Generating Structured Data with HuggingFace Inference Endpoints

16 November 2024
llms,
structured data,
synthetic data

Structured Data with HuggingFace Inference Endpoints

This tutorial will show you how to generate structured data using the HuggingFace API. The baseline benefit of structured data is that it's easy to parse and use, so you can treat models like APIs. The other benefits even extend to more accurate results with most LMs when generating structured data and speeding up inference.

There are other libraries that can provide structured data, such as langchain structured output and instructor. But for HuggingFace's Inference Endpoints, the capability is built in. However, good documentation of the feature has been hard to find. Most places where it's used and sometimes referenced as documentation, mix it in with more complicated tasks. So I decided to write out a step-by-step example that's simple, yet useful.

Generating data that's more accurate, easier to work with, at lower latency. Structured data delivers a winning combination against unstructured generation techniques, with benefits that we want for every LLM task. And in this tutorial we'll see how simple it is to gain these advantages with HuggingFace Inference Endpoints.
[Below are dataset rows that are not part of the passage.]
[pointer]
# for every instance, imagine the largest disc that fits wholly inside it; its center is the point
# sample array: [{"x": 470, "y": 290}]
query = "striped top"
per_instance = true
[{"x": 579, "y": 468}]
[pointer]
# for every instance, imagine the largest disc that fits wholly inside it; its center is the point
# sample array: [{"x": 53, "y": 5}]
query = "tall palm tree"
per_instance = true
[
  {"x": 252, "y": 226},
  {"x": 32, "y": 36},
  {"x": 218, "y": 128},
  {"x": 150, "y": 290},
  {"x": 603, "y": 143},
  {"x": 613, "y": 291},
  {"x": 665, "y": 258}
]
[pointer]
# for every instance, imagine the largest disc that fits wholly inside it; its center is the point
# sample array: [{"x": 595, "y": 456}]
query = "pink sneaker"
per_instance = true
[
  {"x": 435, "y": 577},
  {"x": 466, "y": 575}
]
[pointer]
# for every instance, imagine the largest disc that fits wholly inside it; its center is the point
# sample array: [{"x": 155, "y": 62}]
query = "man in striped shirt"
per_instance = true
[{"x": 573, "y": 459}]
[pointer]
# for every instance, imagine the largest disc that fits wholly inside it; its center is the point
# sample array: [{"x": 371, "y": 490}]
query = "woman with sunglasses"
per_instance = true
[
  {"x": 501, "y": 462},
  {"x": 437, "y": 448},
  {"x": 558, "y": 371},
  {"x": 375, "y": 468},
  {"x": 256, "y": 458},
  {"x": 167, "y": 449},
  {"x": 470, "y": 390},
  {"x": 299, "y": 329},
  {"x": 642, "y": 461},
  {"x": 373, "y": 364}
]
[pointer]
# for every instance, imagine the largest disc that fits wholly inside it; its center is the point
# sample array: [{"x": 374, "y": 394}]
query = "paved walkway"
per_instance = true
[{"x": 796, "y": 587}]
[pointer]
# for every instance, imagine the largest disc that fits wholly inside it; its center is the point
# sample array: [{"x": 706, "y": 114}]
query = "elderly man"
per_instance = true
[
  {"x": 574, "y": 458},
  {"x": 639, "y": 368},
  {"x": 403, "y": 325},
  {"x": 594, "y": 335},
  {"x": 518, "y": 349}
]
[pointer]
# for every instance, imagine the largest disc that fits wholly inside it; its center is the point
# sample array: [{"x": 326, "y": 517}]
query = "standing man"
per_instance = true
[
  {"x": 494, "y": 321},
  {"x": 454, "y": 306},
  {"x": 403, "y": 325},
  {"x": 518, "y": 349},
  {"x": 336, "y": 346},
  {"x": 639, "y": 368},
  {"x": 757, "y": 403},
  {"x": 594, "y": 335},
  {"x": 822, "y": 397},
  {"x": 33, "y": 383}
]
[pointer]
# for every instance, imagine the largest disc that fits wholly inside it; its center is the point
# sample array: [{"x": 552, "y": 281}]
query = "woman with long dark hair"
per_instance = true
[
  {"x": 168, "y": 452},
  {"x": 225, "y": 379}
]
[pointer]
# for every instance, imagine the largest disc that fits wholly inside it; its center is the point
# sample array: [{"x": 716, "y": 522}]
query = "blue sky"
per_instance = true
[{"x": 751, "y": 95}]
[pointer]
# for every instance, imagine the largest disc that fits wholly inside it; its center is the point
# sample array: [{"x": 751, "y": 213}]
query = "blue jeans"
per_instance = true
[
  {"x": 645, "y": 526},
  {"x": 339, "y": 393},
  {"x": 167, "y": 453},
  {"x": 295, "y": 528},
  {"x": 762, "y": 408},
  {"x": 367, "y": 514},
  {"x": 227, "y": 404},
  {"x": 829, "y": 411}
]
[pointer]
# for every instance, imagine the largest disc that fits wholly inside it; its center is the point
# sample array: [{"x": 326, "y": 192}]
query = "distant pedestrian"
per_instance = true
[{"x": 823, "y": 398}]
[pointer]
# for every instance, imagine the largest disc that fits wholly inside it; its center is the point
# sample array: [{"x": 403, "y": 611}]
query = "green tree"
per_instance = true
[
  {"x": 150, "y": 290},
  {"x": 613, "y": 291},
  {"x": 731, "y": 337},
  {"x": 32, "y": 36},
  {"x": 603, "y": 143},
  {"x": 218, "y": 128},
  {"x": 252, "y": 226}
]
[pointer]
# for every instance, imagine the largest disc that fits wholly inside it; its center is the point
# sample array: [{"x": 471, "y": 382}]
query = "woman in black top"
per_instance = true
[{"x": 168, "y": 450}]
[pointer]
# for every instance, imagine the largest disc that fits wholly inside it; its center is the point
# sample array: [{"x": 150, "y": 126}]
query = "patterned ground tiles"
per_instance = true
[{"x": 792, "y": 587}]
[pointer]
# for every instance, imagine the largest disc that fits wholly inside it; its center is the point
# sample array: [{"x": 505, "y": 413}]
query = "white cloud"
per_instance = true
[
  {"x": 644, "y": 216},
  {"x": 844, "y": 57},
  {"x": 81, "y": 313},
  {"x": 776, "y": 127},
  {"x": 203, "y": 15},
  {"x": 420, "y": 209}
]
Why use HuggingFace Inference Endpoints

I don't like depending on proprietary models or paying excessively when I can get comparable quality from open models. With HuggingFace, I get to select from many models. I get a generous amount of 20,000 free API calls daily to their serverless endpoint models for $9 per month, and deploying dedicated endpoints is simple if I need a model that isn't available as a serverless endpoint.

Given the quality of open models now, I avoid the restrictive terms of service of proprietary models as often as possible. The terms of both Anthropic and OpenAI could be interpreted to preclude using their models for the project I'm taking this example from, because the goal is to build a dataset suitable for training other models.

Import libraries

The first step is to import the libraries we need.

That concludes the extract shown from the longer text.